Khatami betonte seinerseits, die "historischen Wurzeln" besonders des iranischen wie irakischen Volkes seien untrennbar. "Wir müssen unsere Probleme selbst lösen, denn unsere Feinde wollen nicht, daß ein starker Irak und ein starker Iran in der Region herrschen", zitiert Irna den Iraner. Außerdem hätten die "teuflischen Machenschaften" der Großmächte Europa, Japan und USA dazu geführt, daß sich muslimische Länder bekämpften. Die Konferenzteilnehmer kamen überein, die militärische Präsenz der USA am Persischen Golf müsse ein Ende haben. Ein aus Washington angereister Islam-Prediger beklagte die Lage der Muslime in westlichen Ländern. Aber von der Menschenrechtsdeklaration der Vereinten Nationen (UNO) wollte auf der OIC-Konferenz niemand etwas wissen. Denn die "islamischen Menschenrechte" würden in der zeitlosen Gesetzgebung der Scharia festgehalten, die für alle Zeiten und Regionen der Welt gültig sei.

Von der UNO erwartet Ayatollah Khamenei, Irans religöser Führer, lediglich einen ständigen Sitz im Weltsicherheitsrat mit Vetorecht. Der Uno-Generalsekretär Kofi Annan bemerkte zunächst, daß die OIC immerhin einen Beobachterstatus im Sicherheitsrat habe. Die Generalversammlung der Uno hat jedenfalls am 12. Dezember in einer Resolution die iranische Führung aufgefordert, die Todesstrafe wegen Vergehen aufzuheben, die ohne Gewaltanwendung verübt worden sind. Zudem müsse das Land Menschenrechte für Frauen gewährleisten und die Verfolgung religiöser Minderheiten beenden.

Anders als bei der Organisation Erdölproduzierender Staaten (OPEC), die auf ihre ökonomische Machtposition setzt, wurde bei der OIC-Tagung die islamische Identität als ideologische Waffe scharfgemacht.

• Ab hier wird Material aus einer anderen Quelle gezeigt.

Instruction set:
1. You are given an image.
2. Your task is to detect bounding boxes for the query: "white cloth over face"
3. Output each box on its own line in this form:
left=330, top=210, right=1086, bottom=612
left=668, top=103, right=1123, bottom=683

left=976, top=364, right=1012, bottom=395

Die Konturen eines in seinem Selbstverständnis sehr religiös fundierten Staatenblocks zeichnen sich damit zwar ab, von einem einheitlichen starren Block kann dennoch kaum die Rede sein. Die nationalen Wirtschaftsinteressen und die Lebensstandards sind zu verschieden, als daß die beschworene islamische Einheit erreicht werden könnte. Das zeigt allein die Existenz der "Gruppe acht" der wirtschaftlich stärkeren islamischen Staaten Ägypten, Bangladesch, Indonesien, Iran, Malaysia, Nigeria, Pakistan und Türkei. Diese wollen in erster Linie ihre Beziehungen auf den Gebieten der Wirtschaft und der Wissenschaft verstärken, aber auch als Wirtschaftslokomotive für die ärmeren islamischen Staaten fungieren. Ziel ist die bessere Durchsetzung der ökonomischen Interessen gegenüber den Industrienationen.

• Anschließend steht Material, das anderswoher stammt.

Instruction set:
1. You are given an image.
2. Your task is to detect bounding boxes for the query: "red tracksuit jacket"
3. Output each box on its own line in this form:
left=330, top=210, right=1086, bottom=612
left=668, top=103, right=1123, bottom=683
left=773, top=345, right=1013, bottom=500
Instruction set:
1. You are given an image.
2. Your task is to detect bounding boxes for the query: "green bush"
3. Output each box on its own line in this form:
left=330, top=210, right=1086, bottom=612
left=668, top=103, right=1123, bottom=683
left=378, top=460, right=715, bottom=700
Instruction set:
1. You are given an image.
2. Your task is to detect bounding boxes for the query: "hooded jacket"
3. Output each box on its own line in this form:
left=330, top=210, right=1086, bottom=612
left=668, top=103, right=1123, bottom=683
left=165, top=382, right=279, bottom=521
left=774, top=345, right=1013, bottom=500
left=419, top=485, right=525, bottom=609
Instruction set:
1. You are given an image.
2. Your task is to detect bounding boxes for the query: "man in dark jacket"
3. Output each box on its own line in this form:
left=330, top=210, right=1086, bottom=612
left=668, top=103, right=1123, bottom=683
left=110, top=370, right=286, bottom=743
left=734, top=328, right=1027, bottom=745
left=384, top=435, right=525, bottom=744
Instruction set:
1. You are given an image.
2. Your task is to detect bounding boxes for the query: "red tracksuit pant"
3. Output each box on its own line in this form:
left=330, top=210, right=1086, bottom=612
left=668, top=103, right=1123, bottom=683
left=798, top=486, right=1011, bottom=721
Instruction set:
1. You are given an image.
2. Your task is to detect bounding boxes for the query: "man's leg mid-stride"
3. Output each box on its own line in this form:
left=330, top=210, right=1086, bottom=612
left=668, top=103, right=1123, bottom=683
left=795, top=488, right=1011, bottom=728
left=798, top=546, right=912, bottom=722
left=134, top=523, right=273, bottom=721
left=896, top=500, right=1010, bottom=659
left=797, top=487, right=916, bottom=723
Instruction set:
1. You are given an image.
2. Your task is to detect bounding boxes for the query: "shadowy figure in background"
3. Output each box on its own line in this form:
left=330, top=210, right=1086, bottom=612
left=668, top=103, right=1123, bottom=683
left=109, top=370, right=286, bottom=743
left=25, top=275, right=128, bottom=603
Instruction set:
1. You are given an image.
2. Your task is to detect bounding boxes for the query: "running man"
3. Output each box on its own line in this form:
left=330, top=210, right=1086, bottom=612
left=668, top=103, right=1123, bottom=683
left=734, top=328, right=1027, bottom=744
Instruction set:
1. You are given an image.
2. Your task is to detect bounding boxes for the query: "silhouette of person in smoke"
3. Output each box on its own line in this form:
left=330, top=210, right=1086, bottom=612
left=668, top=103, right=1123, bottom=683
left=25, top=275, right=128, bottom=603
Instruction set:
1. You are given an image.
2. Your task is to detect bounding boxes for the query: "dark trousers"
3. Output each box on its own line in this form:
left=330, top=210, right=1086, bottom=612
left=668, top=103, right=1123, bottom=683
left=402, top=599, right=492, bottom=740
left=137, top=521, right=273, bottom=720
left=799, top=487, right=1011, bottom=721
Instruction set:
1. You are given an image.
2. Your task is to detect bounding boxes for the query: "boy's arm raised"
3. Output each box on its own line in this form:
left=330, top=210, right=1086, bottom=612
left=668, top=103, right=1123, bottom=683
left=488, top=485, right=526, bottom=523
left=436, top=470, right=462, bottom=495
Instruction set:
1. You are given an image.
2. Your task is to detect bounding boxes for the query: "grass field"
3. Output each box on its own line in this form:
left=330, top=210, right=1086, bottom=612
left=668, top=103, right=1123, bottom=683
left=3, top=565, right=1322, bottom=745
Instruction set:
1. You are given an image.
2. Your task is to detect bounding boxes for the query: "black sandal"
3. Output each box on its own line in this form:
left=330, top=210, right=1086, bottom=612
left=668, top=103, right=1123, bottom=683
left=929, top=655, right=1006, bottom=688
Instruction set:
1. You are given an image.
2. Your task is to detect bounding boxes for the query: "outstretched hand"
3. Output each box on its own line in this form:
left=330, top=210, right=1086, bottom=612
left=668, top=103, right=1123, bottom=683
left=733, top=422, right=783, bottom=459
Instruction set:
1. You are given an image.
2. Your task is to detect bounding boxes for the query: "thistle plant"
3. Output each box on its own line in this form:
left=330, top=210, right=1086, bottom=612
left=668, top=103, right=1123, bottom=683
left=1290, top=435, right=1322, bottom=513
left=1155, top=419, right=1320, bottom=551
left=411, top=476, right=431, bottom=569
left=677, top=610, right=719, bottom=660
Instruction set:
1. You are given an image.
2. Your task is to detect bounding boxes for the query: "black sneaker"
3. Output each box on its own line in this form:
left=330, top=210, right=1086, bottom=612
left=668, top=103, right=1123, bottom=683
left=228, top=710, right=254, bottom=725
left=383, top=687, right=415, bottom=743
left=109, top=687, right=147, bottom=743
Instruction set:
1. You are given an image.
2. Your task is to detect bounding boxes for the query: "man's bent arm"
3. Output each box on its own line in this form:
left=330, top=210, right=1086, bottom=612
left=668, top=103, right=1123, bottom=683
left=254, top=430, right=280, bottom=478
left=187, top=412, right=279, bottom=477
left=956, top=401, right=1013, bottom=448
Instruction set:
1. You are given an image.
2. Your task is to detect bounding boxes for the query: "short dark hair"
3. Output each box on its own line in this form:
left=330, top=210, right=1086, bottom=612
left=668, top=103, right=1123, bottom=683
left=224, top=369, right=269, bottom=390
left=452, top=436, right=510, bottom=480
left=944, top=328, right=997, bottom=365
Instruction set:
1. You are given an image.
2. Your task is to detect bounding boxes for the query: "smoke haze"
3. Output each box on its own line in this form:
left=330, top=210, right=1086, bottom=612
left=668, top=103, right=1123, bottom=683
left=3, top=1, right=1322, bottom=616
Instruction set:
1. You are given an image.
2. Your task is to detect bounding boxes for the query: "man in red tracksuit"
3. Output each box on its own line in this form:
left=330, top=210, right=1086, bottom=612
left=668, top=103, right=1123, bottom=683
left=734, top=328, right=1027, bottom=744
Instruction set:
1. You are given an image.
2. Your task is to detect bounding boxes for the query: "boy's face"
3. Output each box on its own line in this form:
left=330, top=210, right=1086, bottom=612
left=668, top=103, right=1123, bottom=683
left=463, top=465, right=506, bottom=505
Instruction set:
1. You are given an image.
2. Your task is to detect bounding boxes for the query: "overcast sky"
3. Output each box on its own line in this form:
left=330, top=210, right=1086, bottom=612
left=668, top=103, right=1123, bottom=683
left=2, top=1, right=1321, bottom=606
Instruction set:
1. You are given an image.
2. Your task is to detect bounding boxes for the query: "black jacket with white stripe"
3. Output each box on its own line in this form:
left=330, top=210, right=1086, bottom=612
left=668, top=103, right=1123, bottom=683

Durch den religiösen Appell zur Einheit wurden die nicht existenten gemeinsamen Wirtschaftsinteressen kaschiert. Auch die islamischen Gesellschaften folgen den Konkurrenzgesetzen des Marktes und verstecken dies bestenfalls hinter der Fassade des aggressiven politischen Islams. Schon Irans früherer religiöser Führer Ayatollah Khomeini kaufte Waffen aus Israel, als diese für den Krieg gegen Irak benötigt wurden, und Khatami weiß ebenfalls, daß im Interesse der eigenen Wirtschaft Handelsbeziehungen mit dem Westen unvermeidbar sind. An einer friedlichen Koexistenz mit dem Westen führt also kein Weg vorbei. Dazu hat die islamische Konferenz jedoch kaum beigetragen. Die Parolen der Mullahs, die Israel und den USA den Garaus machen wollen, machen eine nicht-militärische Lösung eher unwahrscheinlich.

So wurde auch auf die Türkei entsprechender Druck wegen der engen Zusammenarbeit mit Israel und den USA ausgeübt: Präsident Süleyman Demirel sicherte am 10. Dezember Khatami zu, sein Land werde sich von Israel abwenden, wenn die Zeit dafür reif sei. Tags darauf versicherte der Vertreter des türkischen Außenministeriums, Andican, die Türkei werde sich an für Anfang Januar vorgesehenen israelisch-US-amerikanischen Manövern nicht beteiligen.